CaC2 + 2H2O → Ca(OH)2 + C2H2”

But the carbonate is turned into carbide, and way back in high school Physics Mr. Buckner was using carbide to set up the (prank) acetylene bombs he left for the Biology class that occupied the classroom after him. (Mr. B had a …droll… sense of humor.)

And if Floppy Joe upthread was mixing carbonate and water, then he was getting something other than acetylene, and I was wrong. :frowning:

All of these kitchen stories remind me of something that was hardly stupid on my part, I think, but still obvious in retrospect: once I had badly chapped fingertips (as in cracks in the skin) and I tried peeling an orange with my bare hands. Citric acid stings like a right bastage in those circumstances, I can tell you.

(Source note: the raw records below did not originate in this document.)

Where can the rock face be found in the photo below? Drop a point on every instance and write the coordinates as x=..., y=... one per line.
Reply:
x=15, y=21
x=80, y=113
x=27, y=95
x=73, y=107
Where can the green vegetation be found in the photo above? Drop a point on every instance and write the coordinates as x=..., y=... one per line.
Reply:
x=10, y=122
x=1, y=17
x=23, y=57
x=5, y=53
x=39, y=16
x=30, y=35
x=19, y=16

I used my hand to squish down the trash in the can at work without looking. I yanked out my hand to find a long large piece of plastic sheeting embedded in the web of my hand. I pulled it out, and it didn’t bleed much. But did you know that the area between your thumb and forefinger, under the skin, is hollow? the hole was big enough that I could peek in and see like a cavern, with the innards of my hand working, doing their thing.